Classic Computer Magazine Archive ANTIC VOL. 1, NO. 4 / OCTOBER 1982

Some Sound Advice

by Dave Plotkin

The SOUND statement in Atari BASIC is very powerful. Its ability to modify tone, distortion, and volume for each of four voices has been put to good use elsewhere in this issue. One of the problems with the SOUND statement is that using it extensively slows down program execution. While this is true of BASIC statements in general, with the SOUND statement there is an easy alternative—SOUND registers. SOUND registers are memory locations which control properties (tone, distortion and volume) of the ATARI's sound.

Memory Location      Function
53760                Tone of Voice 1 (SOUND 0)
53761                Distortion and Volume of Voice 1
53762                Tone of Voice 2 (SOUND 1)
53763                Distortion and Volume of Voice 2
53764                Tone of Voice 3 (SOUND 2)
53765                Distortion and Volume of Voice 3
53766                Tone of Voice 4 (SOUND 3)
53767                Distortion and Volume of Voice 4
53768                Tone "clock" control
The even-numbered memory locations (53760, 62, 64, 66) control the TONE; or which note the ATARI will play. This is identical to the second number in a SOUND statement. For example, to get the same tone as SOUND 0,100, 10, 8 you would POKE 53760,100. This specifies Voice 0, note 100. But what about distortion and volume? The oddnumbered memory locations (53761, 63, 65, 67) take care of these two characteristics for each voice via the following relation:

16 * DISTORTION + VOLUME

where DISTORTION is the third number in the SOUND statement (10 in our example) and VOLUME is the fourth number (8 in our example).

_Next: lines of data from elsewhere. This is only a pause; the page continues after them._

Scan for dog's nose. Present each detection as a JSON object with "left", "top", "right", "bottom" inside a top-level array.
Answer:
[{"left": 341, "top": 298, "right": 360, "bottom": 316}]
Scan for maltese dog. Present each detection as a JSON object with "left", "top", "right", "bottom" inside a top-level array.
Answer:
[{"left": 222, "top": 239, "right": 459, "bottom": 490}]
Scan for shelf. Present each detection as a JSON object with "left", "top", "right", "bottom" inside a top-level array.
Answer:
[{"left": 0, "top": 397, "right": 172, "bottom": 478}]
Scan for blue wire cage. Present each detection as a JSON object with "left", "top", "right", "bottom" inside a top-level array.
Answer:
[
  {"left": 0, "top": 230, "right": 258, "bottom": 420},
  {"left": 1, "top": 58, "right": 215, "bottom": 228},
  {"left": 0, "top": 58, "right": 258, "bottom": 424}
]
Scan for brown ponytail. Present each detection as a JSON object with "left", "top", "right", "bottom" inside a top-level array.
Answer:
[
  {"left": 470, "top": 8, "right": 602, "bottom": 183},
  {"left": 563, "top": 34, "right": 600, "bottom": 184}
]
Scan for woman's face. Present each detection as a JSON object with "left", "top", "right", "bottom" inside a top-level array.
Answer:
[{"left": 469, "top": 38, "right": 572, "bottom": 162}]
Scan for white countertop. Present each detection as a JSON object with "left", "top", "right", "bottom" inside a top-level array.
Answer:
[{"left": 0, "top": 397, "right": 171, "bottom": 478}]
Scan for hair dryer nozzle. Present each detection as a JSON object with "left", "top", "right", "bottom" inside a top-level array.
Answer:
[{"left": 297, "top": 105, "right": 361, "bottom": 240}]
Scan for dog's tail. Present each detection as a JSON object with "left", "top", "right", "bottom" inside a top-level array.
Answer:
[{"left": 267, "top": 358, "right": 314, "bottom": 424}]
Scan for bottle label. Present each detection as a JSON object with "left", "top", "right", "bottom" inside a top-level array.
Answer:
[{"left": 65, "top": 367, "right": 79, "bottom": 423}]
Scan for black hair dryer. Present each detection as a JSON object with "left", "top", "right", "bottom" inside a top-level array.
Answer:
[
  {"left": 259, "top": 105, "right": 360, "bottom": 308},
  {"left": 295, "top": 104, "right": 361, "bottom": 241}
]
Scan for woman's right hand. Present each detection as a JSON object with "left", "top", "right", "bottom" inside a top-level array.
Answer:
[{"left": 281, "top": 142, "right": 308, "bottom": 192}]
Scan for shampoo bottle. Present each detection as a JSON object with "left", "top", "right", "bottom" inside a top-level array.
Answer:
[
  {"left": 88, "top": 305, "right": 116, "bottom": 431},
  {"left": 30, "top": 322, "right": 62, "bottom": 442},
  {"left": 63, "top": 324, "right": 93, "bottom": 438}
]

The equivalent POKE in our example is 16'F (10) + 8 = 168, and you would specify POKE 53761,168. Try it. Type in: POKE 53760,100:POKE 53761,168 [RET]. The other pairs of registers work the same way. You can turn off the note by specifying zero in either TONE or DISTORTIONand-VOLUME registers.

Memory location 53768 is an interesting one. The ATARI maintains two internal "clocks" which it uses to measure the frequency of the sound wave it generates. The two clocks run at different speeds. Switching clocks changes the frequency (and thus the tone) of the sound. Bit 1 of memory location 53768 controls which "clock" the ATARI uses to produce its sound. Normally Bit 1 is off, and the ATARI's sounds correspond to the tables in the reference manual. Turning Bit 1 on (POKE 53768,1) selects the slower clock, and alters the tone produced upward. Toggling Bit 1 off and on will switch all four voices up and down for a pretty good "alarm" effect. Note that the loop:

FOR N = 0 TO 255:POKE 53768, N: NEXT N turns the Bit 1 off and on very nicely without having to worry about setting and resetting the bit. The reason this works is that the values jump back and forth from odd to even, turning the Bit 1 on and off.)

How much faster is POKE than SOUND? Well, let's try an example. The following program downloads the ROM character set into RAM so it can be modified. With no sound (leave out the SOUND statements in line 30), this process takes 15.7 seconds. There are much faster ways to do this, but you can use this method until you feel confident. Fifteen seconds is a long time to sit looking at a computer doing nothing visible. Most people start getting nervous and wondering if "Atari Lockup" has struck again. Let's add some sound to assure the user that something is happening.

10 POKE 106,PEEK(106)-4:POKE 53761,168:POKE 53763,168:GRAPHICS 0
20 CHBASE = PEEK(106):0LDCH = 57344:NWCH = CHBASE *256
30 FOR X = 0 TO 1024:C = PEEK (OLDCH + X):POKE NWCH + X,C:SOUND 0,C,10,4:SOUND 1,X,10,4
40 NEXT X
Downloading the character set now takes some 25 seconds. If we try the following instead, substituting POKEs, the character set loads in about 20 seconds.
10 POKE 106,PEEK(106)-4:POKE 53761,168:POKE 53763,168:GRAPHICS 0
20 CHBASE = PEEK( 106):0LDCH = 57344:NWCH =CHBASE *256
30 FOR X = 0 to 1024:C = PEEK(OLDCH + X):POKE NWCH+X,C:POKE 53760,C:POKE 53762,140
40 NEXT X
Note that X, which varies from 0 to 1024, can be used as an input to the SOUND statement—each time it rolls over a multiple of 255, it starts over at 0 (thus 256 is 0, as is 513 and 769). This is not true of the POKE statement, so a constant was used. Doing a calculation to keep everything in range (such as POKE 53762, X/4) slows things down still further (about 28 seconds) and isn't a good idea.

Finally, various sources give the equations that relate tone to the internal docks and note frequency. While these equations are beyond the scope of this article, they can be useful to music computer enthusiasts.